Namun, menurut sejarawan Heather Reilly, tulisan juga berkembang untuk merekam dan melestarikan praktik-praktik kultus serta kepercayaan agama.
“Secara bertahap, keyakinan tumbuh bahwa kata-kata tertulis memiliki kekuatan ritualistiknya sendiri; tindakan menuliskan nama dewa atau entitas magis diyakini dapat menyulap atau membangkitkan mereka dengan cara tertentu,” tulis Reilly pada laman The Collector.
Aksara Paku
Aksara paku dibuat sekitar 3.500 SM di selatan Mesopotamia. Aksara ini digunakan oleh berbagai peradaban dan dapat mengartikulasikan banyak bahasa.
Aksara paku itu sendiri mengalami banyak fase dan gaya karena beragam kegunaannya. Di bawah bangsa Sumeria, aksara ini terutama berbentuk piktografik. Simbol-simbolnya memiliki hubungan yang jelas dengan kata yang mereka gambarkan; misalnya, tanda seorang penguasa adalah seorang pria dengan hiasan kepala.
Bangsa Babilonia dan Asyur mengadaptasi piktogram ke dalam aksara yang lebih kompleks. Dalam variasi yang lebih baru ini, tanda-tanda tersebut dapat mewakili suku kata atau huruf yang dapat digabungkan untuk membuat kata-kata independen dari denotasi aslinya.
“Mereka yang dilatih untuk membaca dan menulis paku-pakuan sebagian besar adalah para juru tulis atau pendeta dimana bagi penduduk yang sebagian besar buta huruf pasti tampak misterius,” kata Reilly.
Penemuan tulisan paku dengan cepat mengilhami gagasan tentang doa tertulis kepada para dewa serta kutukan.
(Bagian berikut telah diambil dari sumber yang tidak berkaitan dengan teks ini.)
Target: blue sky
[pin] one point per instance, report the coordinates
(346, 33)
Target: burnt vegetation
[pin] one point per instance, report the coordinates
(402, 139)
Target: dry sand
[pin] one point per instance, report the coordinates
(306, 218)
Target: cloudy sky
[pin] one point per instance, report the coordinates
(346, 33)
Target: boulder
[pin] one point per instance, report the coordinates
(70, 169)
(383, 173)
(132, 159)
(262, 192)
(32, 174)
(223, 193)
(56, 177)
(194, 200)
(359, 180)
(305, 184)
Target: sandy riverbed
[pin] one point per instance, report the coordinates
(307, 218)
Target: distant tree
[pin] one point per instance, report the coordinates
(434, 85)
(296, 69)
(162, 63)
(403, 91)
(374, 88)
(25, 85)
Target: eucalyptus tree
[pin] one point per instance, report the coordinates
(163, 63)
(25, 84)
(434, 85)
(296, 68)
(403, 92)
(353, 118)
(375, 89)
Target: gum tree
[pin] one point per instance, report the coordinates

Mantra-mantra ini muncul pada berbagai benda, mulai dari mangkuk hingga jimat.
Reilly mengungkapkan, kutukan tertulis telah ditemukan di beberapa kuburan termasuk kutukan terkenal yang tertulis di dinding makam Ratu Yaba, istri Raja Tiglath-Pileser III.
Kutukan tersebut menyatakan bahwa siapa pun yang menodainya tidak akan menerima persembahan di alam baka dan akan "gelisah selama-lamanya".